Despite differences in personnel, one is left to wonder what's been wrong with the team as they've gone through their first rough patch of the season.
Yes, ebbs and flows of the NHL schedule happen to every team, but I believe that this team has had a problem finding that "next gear" of their game, their "killer instinct."
In the league's Return to Play stage last season, the Flyers dominated each and every one of their Round Robin games and took the Eastern Conference's top seed going into the Stanley Cup Playoffs. The team as a whole was firing on all cylinders and it looked as if they were poised to make a legitimate run at a championship for the first time in a long time.
Philadelphia took down the Montreal Canadiens in the first round of the Playoffs relatively easily. In a six-game series, goaltender Carter Hart shutout Montreal twice and outshined his idol, Carey Price, at the other end of the ice. The Flyers looked good and had some of the usual mistakes happen. However, a couple of worrisome topics came to light.
In the series against Montreal, the Flyers' power play looked almost lifeless. They were also outscored 13-11 and outshot 145-132 throughout the series. Additionally, the team's top scorers seemed nowhere to be found.
Next, in the second round against the New York Islanders, things got ugly. On multiple occasions through the seven-game series, the Flyers were hemmed in their own zone for minutes at a time until either a penalty was taken or the Islanders scored a goal. On top of that, New York played their patented "suffocating" style of hockey with strong forechecking, neutral zone clog-ups and just being stingy overall giving up goals.
Yes, the Flyers did make it to Game 7, but their effort in that climatic game was anything but heroic. Philadelphia mustered up just 16 shots throughout the game and were shutout, 4-0, to be eliminated from the Playoffs. It was bittersweet as the team had won its first playoff series in eight seasons yet went out with a whimper instead of a bang after so much hype.
Fast forward to this season. The Flyers are six games into their 56-game sprint of a schedule and already are having the same type of problems. Of course, it's no time to panic, but with such a short season each game will continually be more important in the Flyers' hopes of another run at the Stanley Cup.
Currently, the team's power play is clicking at just 26.3 percent earning them the 12th spot in the league. On the penalty kill side of things, they sit near the bottom of the barrel with a 63.6 percent PK and the 29th spot in the NHL. However it's looked at, the Flyers' special teams could and should be better with the caliber of players they have.
Additionally, Philadelphia has also fallen from grace when it comes to pucks on net. Last season, the Flyers ended up with the 16th spot in the league averaging 31.4 shots per game. Now, they sit dead last averaging just 23.7 shots per game.
On top of that, they were the league's best team when it came to shots allowed per game last season allowing just 28.7 shots against. Now, through six games, they've allowed the third most shots on goal per game at 35.5. Again, there should be and needs to be improvement.

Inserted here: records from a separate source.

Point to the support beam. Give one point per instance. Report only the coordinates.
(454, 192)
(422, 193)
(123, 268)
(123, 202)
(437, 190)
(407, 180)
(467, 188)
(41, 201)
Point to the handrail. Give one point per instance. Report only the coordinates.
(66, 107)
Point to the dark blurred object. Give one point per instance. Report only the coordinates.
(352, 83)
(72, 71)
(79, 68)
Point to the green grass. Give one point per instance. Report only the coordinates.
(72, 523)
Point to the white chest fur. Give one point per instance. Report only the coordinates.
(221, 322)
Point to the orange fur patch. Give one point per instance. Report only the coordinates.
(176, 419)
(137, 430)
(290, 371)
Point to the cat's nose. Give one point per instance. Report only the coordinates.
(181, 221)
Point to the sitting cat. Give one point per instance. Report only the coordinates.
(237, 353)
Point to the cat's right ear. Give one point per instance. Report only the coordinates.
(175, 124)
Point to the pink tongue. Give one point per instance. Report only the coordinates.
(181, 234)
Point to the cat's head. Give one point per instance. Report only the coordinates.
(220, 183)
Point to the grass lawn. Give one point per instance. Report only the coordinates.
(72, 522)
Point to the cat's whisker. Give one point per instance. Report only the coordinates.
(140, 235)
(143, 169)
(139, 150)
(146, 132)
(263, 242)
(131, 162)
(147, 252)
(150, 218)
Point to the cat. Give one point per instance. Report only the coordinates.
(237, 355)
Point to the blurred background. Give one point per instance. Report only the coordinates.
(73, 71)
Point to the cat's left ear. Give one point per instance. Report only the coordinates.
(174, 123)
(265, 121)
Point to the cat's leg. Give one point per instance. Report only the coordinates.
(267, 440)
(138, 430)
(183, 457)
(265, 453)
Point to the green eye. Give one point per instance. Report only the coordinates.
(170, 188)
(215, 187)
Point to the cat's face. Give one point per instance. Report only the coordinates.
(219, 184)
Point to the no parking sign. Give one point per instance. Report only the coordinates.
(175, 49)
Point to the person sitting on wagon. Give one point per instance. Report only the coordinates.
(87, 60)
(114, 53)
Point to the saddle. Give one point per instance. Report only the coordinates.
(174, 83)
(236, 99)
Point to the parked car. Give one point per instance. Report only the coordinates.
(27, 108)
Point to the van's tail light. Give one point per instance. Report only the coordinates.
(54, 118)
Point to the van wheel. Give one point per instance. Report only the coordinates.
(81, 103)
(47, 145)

The statistics don't lie and fans have seen how this team has struggled as of late. With no fans in the buildings, again, it's imperative that the Flyers find that "killer instinct" in order to right the ship. In turn, one can believe and bank on the statistics and overall level of play improving immensely.
The fans know what this team is capable of and have seen glimpses of it in the past. Now, it's time for the Flyers to show their teeth and, no pun intended, show some grit as well. If they can kick their game back into gear and elevate their play once again, there's no telling what they can achieve.